A mulher atrás do balcão deu uma risada. Clary a reconheceu como a mulher com tatuagem de peixe que tinha se manifestado na reunião do Conselho.
— Ora, você veio ao melhor lugar.
— Esta loja é sua? — perguntou Clary, e esticou a mão para testar a ponta de uma espada longa com cabo de ferro.
A mulher sorriu.
— Eu sou Diana Wrayburn.
Clary esticou a mão para um florete, mas Jace, depois de apoiar a naginata na parede, balançou a cabeça para ela.
— Aquela claymore ficaria mais alta que você. Não que isso seja difícil.
Clary mostrou a língua para ele e pegou uma espada curta que pendia na parede. Havia arranhões ao longo da lâmina – arranhões que, após um exame mais atento, Clary viu serem letras de uma linguagem que ela não conhecia.
— São símbolos, mas não são símbolos dos Caçadores de Sombras — falou Diana. — Esta é uma espada viking; muito antiga. E muito pesada.
— A senhora sabe o que diz?
— Somente os Valorosos — falou Diana. — Meu pai costumava dizer que você poderia conhecer uma grande arma se ela tivesse um nome ou inscrição.
— Eu vi uma ontem — recordou-se Clary. — Dizia algo como “Sou do mesmo aço e da mesma têmpera que Joyeuse e Durendal.”
— Cortana! — Os olhos de Diana se iluminaram. — A espada de Ogier. Isso é impressionante. É como possuir Excalibur ou Kusanagi-no-Tsurugi. Cortana é uma espada dos Castairs, creio. Emma Castairs, a garota que estava na reunião do Conselho ontem, é a dona agora?
Clary assentiu.
Diana fez um muxoxo.
— Pobre criança — disse ela. — E os Blackthorn também. Perderam tanta coisa num único golpe... Gostaria de poder fazer alguma coisa por eles.
— Eu também — emendou Clary.
Diana deu uma olhadela, avaliando Clary, e se abaixou atrás do balcão. Ela ressurgiu um instante depois com uma espada mais ou menos do tamanho do antebraço de Clary.
— O que você acha desta?
Clary fitou a espada. Sem dúvida, era bela. A guarda, o cabo e o pomo eram dourados com ranhuras de obsidiana; a lâmina, de uma prata tão escura que era quase preta. A mente de Clary percorreu rapidamente todos os tipos de armas que ela estivera memorizando nas lições: cimitarras, sabres, espadões, espadas.
— É uma cinquedea? — Ela tentou adivinhar.

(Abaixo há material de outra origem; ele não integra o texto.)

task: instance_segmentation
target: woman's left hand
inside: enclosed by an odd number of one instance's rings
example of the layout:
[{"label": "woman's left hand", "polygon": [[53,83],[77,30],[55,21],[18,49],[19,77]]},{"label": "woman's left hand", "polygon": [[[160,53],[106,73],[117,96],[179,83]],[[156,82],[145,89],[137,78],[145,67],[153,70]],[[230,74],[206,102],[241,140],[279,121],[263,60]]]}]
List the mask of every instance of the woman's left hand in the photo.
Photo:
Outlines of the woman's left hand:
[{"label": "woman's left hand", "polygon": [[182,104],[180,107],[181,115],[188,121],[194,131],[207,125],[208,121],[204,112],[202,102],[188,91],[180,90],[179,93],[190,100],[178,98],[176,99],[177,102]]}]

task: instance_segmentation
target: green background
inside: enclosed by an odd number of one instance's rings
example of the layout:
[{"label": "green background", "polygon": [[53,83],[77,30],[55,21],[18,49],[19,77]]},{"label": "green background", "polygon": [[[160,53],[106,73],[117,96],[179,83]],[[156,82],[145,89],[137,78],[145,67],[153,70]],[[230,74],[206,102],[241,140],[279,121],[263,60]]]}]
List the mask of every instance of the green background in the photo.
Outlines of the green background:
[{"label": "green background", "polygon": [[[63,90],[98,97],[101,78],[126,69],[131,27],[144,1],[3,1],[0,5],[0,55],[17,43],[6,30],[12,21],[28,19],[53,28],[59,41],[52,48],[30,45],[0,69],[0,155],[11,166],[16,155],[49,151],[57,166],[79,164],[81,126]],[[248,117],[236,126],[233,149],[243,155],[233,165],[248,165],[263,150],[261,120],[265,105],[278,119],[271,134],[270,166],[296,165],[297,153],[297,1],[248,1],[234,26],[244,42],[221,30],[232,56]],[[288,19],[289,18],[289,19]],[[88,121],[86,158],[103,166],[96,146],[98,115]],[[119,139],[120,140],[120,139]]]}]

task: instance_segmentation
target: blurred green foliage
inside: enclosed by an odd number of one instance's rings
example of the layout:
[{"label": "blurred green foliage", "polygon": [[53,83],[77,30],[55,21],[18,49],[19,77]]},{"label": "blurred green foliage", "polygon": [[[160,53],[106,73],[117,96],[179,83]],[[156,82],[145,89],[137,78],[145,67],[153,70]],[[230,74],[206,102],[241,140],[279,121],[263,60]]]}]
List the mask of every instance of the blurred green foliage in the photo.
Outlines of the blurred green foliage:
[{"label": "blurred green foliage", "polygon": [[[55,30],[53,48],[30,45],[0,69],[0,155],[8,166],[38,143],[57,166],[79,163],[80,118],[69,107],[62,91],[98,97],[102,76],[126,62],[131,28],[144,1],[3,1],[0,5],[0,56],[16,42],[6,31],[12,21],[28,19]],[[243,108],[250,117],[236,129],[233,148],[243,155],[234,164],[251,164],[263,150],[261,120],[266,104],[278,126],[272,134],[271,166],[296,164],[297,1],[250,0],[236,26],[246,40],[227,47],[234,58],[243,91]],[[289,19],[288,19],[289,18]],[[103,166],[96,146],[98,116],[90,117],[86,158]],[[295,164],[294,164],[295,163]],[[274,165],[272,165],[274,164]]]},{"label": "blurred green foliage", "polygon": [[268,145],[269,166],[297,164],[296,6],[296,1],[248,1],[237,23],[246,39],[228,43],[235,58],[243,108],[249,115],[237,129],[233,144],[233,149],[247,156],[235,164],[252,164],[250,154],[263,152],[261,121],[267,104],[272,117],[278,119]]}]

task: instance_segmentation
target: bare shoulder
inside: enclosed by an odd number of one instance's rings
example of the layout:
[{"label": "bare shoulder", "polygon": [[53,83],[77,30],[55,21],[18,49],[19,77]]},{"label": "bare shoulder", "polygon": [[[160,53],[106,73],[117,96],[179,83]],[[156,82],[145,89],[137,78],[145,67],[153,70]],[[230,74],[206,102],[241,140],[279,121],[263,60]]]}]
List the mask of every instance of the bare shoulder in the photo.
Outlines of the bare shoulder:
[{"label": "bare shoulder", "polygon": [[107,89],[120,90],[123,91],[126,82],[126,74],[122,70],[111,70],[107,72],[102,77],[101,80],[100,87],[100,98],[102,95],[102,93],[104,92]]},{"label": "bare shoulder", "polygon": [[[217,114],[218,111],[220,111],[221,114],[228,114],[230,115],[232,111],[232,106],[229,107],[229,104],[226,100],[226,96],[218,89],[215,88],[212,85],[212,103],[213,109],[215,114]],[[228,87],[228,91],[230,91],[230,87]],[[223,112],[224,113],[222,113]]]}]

— É uma espada curta. Você pode querer olhar o outro lado — falou Diana, e ela virou a espada.
No lado oposto da lâmina, no sulco central, havia um desenho de estrelas pretas.
— Oh. — O coração de Clary bateu dolorosamente; ela deu um passo para trás e quase esbarrou em Jace, que estava atrás dela, franzindo a testa. — É uma espada dos Morgenstern.
— Sim, é — os olhos de Diana eram penetrantes. — Há muito tempo os Morgenstern encomendaram duas espadas com Wayland, o ferreiro... um conjunto. Uma grande e outra menor, para pai e filho. Como Morgenstern significa Estrela da Manhã, cada uma tem seu nome em função de características da estrela: a menor, esta aqui, chama-se Heosphoros, que significa “que traz a manhã”, enquanto a maior se chama Phaesphoros ou “que porta a luz”. Sem dúvida você já viu Phaesphoros, pois Valentim Morgenstern era o dono dela, e agora é o filho dele quem a carrega.
— Você sabe quem nós somos — disse Jace. Não era uma pergunta. — Quem é Clary.
— O mundo dos Caçadores de Sombras é pequeno — afirmou Diana, e olhou de um para o outro. — Estou no Conselho. Vi seu depoimento, filha de Valentim.
Clary observava a espada, em dúvida.
— Eu não entendo — disse. — Valentim nunca teria abandonado uma espada Morgenstern. Por que você ficou com ela?
— A esposa dele a vendeu — explicou Diana — para meu pai, que era proprietário da loja na época da Ascensão. Era dela. Deveria ser sua agora.
Clary estremeceu.
— Eu vi dois homens portarem a versão maior desta espada, e odeio os dois. Não há Morgenstern neste mundo agora que se dedique a algo que não seja o mal.
Jace falou:
— Há você.
Ela olhou para ele, mas sua expressão era ilegível.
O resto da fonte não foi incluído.